Genome-wide Analysis Identifies Nuclear Factor 1C as a Novel Transcription Factor and Potential Therapeutic Target in Small Cell Lung Cancer

Background Recent insights regarding mechanisms mediating stemness, heterogeneity, and metastatic potential of lung cancers have yet to be fully translated to effective regimens for the treatment of these malignancies. This study sought to identify novel targets for lung cancer therapy. Methods Transcriptomes and DNA methylomes of 14 SCLC and 10 NSCLC lines were compared to normal human small airway epithelial cells (SAEC) and induced pluripotent stem cell (iPSC) clones derived from SAEC. SCLC lines, lung iPSC (Lu-iPSC), and SAEC were further evaluated by DNase I hypersensitivity (DHS-seq). Changes in chromatin accessibility and depths of transcription factor (TF) footprints were quantified using Bivariate analysis of Genomic Footprint.

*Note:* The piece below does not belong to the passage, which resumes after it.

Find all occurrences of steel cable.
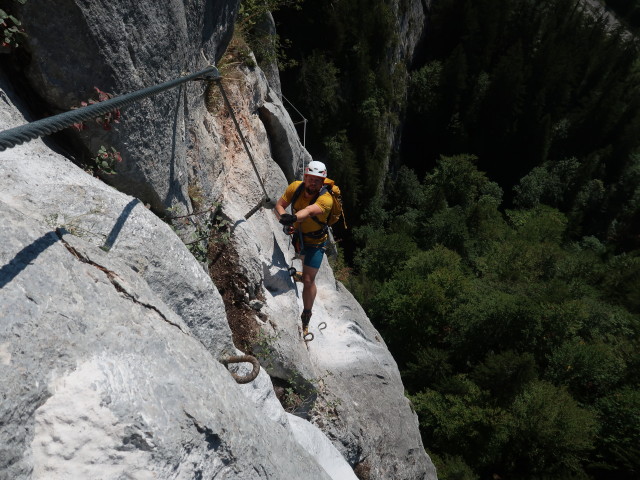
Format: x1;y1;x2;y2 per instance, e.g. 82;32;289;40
0;65;220;152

Standard techniques were used to examine growth and tumorigenencity as well as changes in transcriptomes and glucose metabolism of SCLC cells following Nuclear Factor 1C (NFIC) knockdown, and to examine NFIC expression in SCLC cells following exposure to BET inhibitors. Results Significant commonality of transcriptomes and DNA methylomes was observed between Lu-iPSC and SCLC; however, this analysis was uninformative regarding pathways unique to lung cancer. Linking results of DNase-seq to RNA-seq enabled identification of networks not previously associated with SCLC. When combined with footprint depth, NFIC, a transcription factor not previously associated with SCLC, had the highest score of occupancy at open chromatin sites. Knockdown of NFIC impaired glucose metabolism, decreased stemness, and inhibited growth of SCLC cells in-vitro and in-vivo. ChIP-seq analysis identified numerous sites occupied by Bromodomain-containing protein 4 (BRD4) in the NFIC promoter region. Knock-down of BRD4 or treatment with Bromodomain and extra-terminal domain (BET) inhibitors (BETi) markedly reduced NFIC expression in SCLC cells and SCLC PDX models. Approximately 8% of genes downregulated by BETi treatment were repressed by NFIC knockdown in SCLC, while 34% of genes repressed following NFIC knockdown were also downregulated in SCLC cells following BETi treatment. Conclusions NFIC is a key TF and possible mediator of transcriptional regulation by BET family proteins in SCLC. Our findings highlight the potential of genome-wide chromatin accessibility analysis for elucidating mechanisms of pulmonary carcinogenesis and identifying novel targets for lung cancer therapy.